Finding myself in Russell, NY on this day two days in front of Christmas is not the most pleasant experience I've ever had. To be sure I love my house here. I love spending time at the fire hall where I am an EMT. I love my 36 acres, the wood stove and looking outside at the misery inflicted on us all by the snow and cold. But therein lies the rub. I hate being inside.
It is only another week that I'm going to be here and then we'll be on our way back to Myrtle Beach. And so far I've enjoyed the Christmas time. Tricia gave me an ipod shuffle, tickets to a John Edwards ("Crossing Over") lecture, new pajamas and 3 months of the New York Times Weekender. Matt and Meghan gave us a house protection system wherein if the house in Russell gets colder than 45 degrees it will call us. Pretty cool.

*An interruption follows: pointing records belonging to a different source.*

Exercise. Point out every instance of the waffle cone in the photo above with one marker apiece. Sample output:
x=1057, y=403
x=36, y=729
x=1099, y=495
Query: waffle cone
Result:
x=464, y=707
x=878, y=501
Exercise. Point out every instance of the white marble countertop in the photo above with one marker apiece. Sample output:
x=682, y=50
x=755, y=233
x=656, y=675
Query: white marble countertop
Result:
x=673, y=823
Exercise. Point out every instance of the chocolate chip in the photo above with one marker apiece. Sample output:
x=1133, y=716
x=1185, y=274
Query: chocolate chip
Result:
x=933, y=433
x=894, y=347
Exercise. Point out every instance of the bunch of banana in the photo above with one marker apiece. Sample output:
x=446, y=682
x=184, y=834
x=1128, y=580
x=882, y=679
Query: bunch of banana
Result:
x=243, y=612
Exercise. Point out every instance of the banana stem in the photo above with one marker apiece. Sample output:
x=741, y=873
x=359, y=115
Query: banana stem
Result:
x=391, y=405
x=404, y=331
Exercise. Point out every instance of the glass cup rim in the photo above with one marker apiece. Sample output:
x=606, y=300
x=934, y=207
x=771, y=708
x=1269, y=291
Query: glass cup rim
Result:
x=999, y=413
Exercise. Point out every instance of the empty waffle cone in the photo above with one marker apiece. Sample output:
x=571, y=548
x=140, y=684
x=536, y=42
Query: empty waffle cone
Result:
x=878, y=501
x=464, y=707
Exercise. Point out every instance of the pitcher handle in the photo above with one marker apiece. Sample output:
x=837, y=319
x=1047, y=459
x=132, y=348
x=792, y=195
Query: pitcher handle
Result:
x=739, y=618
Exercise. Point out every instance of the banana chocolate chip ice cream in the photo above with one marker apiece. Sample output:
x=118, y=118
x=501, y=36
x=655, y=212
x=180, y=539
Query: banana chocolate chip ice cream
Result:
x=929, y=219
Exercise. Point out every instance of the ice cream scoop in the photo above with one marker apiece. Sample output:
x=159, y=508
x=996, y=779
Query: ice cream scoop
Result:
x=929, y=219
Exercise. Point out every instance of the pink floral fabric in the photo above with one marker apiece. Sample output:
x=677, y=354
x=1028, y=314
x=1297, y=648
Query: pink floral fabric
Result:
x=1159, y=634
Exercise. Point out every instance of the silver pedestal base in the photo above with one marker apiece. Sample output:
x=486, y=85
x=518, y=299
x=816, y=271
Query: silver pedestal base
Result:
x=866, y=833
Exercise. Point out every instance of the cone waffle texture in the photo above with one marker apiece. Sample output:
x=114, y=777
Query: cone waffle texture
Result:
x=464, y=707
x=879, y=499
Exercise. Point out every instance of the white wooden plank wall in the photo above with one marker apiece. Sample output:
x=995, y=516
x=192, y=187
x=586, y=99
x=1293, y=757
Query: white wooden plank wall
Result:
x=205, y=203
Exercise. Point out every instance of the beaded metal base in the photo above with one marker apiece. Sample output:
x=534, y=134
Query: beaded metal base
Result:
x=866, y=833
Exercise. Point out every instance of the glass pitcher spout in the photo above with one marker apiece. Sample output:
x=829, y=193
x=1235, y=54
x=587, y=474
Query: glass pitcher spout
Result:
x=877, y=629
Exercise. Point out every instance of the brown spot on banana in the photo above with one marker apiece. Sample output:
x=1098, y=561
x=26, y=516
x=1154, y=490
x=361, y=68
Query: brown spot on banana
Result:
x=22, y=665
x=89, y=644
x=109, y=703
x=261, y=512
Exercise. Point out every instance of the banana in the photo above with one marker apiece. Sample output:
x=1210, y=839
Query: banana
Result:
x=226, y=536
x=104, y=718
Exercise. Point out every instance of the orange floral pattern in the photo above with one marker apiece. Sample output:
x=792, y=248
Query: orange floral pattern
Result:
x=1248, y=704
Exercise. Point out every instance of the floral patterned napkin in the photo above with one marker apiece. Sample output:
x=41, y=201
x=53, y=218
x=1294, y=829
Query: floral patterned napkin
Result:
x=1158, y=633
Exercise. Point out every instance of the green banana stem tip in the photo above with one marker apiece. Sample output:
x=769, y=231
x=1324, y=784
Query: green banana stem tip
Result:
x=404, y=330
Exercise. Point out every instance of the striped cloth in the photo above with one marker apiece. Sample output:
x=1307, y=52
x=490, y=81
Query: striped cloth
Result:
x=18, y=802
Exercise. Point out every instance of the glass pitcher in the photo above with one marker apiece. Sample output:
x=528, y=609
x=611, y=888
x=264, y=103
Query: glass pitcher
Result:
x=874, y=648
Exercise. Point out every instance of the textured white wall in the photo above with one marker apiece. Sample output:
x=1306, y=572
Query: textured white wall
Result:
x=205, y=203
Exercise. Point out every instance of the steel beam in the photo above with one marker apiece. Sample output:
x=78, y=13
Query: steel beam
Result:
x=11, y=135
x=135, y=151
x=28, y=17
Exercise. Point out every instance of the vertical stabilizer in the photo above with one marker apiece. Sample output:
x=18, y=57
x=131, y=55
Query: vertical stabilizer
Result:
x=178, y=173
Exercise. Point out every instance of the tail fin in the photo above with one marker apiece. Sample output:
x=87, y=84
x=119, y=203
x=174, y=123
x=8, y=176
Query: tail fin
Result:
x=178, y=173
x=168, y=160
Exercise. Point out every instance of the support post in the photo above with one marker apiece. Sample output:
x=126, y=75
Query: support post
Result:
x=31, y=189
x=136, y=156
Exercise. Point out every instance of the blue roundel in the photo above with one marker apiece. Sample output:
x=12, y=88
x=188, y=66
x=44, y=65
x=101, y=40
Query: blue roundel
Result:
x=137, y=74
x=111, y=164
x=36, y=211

We had a very good year financially and we celebrated by spending two weeks in China and plan on going to visit Tricia's parents in south Florida this winter. We also presented each of our kid's families with a nice check that should help each of them.
We now have 6 grandchildren and we have two more enroute next year. Christmas eve we plan on driving over to Plattsburgh to spend the holiday with Sandi and her family. Looking forward to that.
If we stay here long enough we may spend New Year's with Kate, Jerry, Matt and Meghan. Then on the way back to our southern home we will stop in and visit with Angie and family.
I answered a survey yesterday that wondered if I would celebrate the season with any religious observances. My response was that there were already too many contradictions in life and I didn't need another one that I adopted voluntarily. Jesus lovers and their smug certainty about the meaning of life piss me off in general and infuriate me at other times.
I've had my moments this year, but in essence I feel comfortable with my life. I have had for the last 36 years the best spouse anyone could ask for. We have worked hard, saved and struggled so that now we can travel, splurge and relax. Next stop, we hope, is England, maybe next year.
Our children are all doing fairly well, obviously some better than others, and they all have the greatest kids. We visit as much as we're comfortable with and it is always rewarding.
I've been trying to (half seriously) to talk to Tricia about moving to France but she feels sure that I am kidding. South Carolina is of course totally fucked up politically but there are some really neat progressives living there so I guess the US is home for now.
We don't know what next year will bring but probably no moss will grow under our feet. We live and breathe to learn, to strive and and to be of use. We are not perfect, nor wish to be. But we are perfectly aware that we can do more. That's enough. To expect more would be conceited. To do less is unacceptable. "Cowards might ask for more, heroes have died for less."